Нет, ревности к ней Леонид не испытывал, вроде бы не было этого. Но надо ли сразу, при нем? А если… как с Иннокентием Пластуновым?
Возраст принуждал, он отчетливо сознавал, что всякая мать – остается женщиной и, как всякая женщина, не может безраздельно принадлежать только детям, имея право пусть на маленькую личную жизнь, сокрытую от постороннего глаза, и в отношении к своей матери, не являясь оригинальным и единственным в природе, принять такого не мог. Но, не умея радоваться ее тихой, сжигающей словно или более привычной многословно-егозливой радостью, он в глубине сознания невольно возбуждался материнским шальным весельем, начиная страдать за нее. Его назойливая мысль, что и эта связь может оказаться короткой, оборваться внезапно, зарождая невольный страх, не приносила эгоистического удовлетворения. Ощущая неприятную раздвоенность потребного себе и необходимого матери, он однажды услышал фразу, от которой заныла душа.
– Глухо в деревне, как в ссылке, никак не могу привыкнуть, – сказал однажды ночью Савелий Игнатьевич, ворочаясь за перегородкой. – Робишь, робишь день-другой, вроде складно, не об чем думать, а то не знашь, руки куда приспособить, на снег вприщурку пялишься… Болтов крепежных две недели допроситься не могу – ну што за работа! То там, то там. Да едрит вашу кашу, да как вы решаете так безголово, позвольте спросить? Как нарошно, Варя, ведь одно расстройство, а не робота. Не умею я так. Не хочу.
– Деревня, сам говоришь! Деревня, Савелий, не производство, – виновато, несмело произнесла мать.

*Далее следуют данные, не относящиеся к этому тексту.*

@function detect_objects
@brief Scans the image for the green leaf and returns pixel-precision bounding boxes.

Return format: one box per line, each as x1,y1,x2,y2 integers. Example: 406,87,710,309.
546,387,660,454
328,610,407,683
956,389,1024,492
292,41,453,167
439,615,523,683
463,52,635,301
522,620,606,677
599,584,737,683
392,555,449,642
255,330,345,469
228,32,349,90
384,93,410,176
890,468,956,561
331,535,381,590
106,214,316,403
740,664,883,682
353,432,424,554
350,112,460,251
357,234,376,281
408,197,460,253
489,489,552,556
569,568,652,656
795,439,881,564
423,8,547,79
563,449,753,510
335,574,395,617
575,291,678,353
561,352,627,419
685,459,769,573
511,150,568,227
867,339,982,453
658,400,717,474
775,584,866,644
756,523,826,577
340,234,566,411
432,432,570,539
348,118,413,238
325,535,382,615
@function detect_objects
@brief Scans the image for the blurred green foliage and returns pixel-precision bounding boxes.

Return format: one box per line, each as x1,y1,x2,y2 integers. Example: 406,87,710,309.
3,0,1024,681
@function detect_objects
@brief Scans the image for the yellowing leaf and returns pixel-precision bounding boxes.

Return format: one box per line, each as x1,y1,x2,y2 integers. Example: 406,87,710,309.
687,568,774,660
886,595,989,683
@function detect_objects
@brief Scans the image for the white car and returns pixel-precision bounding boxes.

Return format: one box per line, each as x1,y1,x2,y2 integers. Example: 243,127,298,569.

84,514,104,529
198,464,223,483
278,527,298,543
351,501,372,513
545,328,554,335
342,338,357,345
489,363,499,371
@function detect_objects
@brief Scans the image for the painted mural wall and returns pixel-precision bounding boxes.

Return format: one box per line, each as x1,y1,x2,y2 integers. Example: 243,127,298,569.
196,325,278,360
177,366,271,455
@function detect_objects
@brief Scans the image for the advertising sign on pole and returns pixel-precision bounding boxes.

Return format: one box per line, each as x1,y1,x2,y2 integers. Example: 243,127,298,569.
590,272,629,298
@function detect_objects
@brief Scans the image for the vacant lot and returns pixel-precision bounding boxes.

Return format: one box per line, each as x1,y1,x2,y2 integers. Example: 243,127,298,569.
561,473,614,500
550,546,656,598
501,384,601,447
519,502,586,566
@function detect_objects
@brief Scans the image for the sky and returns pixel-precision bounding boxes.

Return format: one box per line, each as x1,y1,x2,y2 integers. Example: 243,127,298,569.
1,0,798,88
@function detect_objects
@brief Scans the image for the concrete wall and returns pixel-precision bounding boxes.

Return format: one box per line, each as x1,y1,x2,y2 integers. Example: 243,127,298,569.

– А в деревне должно быть иначе? За тако разгильдяйство разно головы надо снимать подчистую. Не-ее, в лесу, где я сам себе голова, мне понятней: начальства меньше, а порядка больше. – Он чиркнул спичкой, по-видимому, закурил, и скоро продолжил: – Если бы не Грызлов, не Андриан, Варя, не знаю, уж не обессудь…
Мать молчала, и тяжелое ее молчание становилось невыносимым.
– Я же вчерась опеть хлобыстнул с ними, по сей час печенка горит, ну и без этого… Посуди-ка, ну штоб за мужик – рыло в сторону от людей, рыло на локоть?
– Понимаю, че же мне объяснять и оправдываться, зима есть зима, не хочешь, да сдуреешь. Вот стает снег, запрягут. Пахота, посевная, огороды… Уж скоро, Савушка, скоро совсем, че уж ты так-ту…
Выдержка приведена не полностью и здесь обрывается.